Submitted to: Field Crops Research
Publication Type: Peer Reviewed Journal
Publication Acceptance Date: 10/28/2015
Publication Date: 11/7/2015
Citation: Williams, M.M. II 2015. Relationships among phenotypic traits of sweet corn and tolerance to crowding stress. Field Crops Research. 185:45-50.
Interpretive Summary: Corn yield gains over the last century have been driven in part by genetic improvement in the plant’s ability to maintain individual plant yield at ever higher populations (i.e. crowding stress tolerance). Although sweet corn hybrids vary widely in response to populations, mechanisms of CST are unknown. In this work, we wanted to know if crop traits, individually or in combination, relate to CST. We found two groups of traits relate to CST, specifically a ‘source-sink relations’ factor and a ‘photosynthetic capacity’ factor. The impact of this work is two-fold: 1) new knowledge of the underlying mechanisms involved in CST, and 2) sweet corn breeders can now target certain plant traits for CST improvement.
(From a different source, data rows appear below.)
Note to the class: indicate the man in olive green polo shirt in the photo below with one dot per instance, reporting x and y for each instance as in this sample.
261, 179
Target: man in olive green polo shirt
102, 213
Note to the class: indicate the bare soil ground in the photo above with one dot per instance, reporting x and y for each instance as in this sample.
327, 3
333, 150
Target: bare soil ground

Technical Abstract: Crowding stress tolerance is defined as the extent to which the crop maintains yield per unit area as plant population density increases beyond standard levels. Sweet corn (Zea mays L.) hybrids grown for processing vary widely in tolerance to crowding stress; however, the mechanisms involved in crowding stress tolerance are unknown. The objective of the study was to determine the extent to which crop traits, individually and in combination, relate to crowding stress tolerance in processing sweet corn. Twenty-six modern shrunken-2 processing hybrids from eight sources were grown under conditions of crowding stress (i.e. 72,000 plants ha-1) over a three-year period. Seventeen crop traits measured from emergence to harvest were related to four measures of crowding stress tolerance, including ear mass, recovery, case production, and gross profit margin. Of individual crop traits, kernel mass plant-1 was among the best predictors of crowding stress tolerance in processing sweet corn, as long as sweet corn lines were grown at a uniformly high plant population. Two categories of traits related to crowding stress tolerance in sweet corn, including a ‘source-sink relationship’ factor and a ‘photosynthetic capacity’ factor. Factor regression showed the combination of traits loading into the source-sink relationship factor was positively related to ear mass, case production, and gross profit margin. This research points to the underlying mechanisms involved in crowding stress tolerance in processing sweet corn.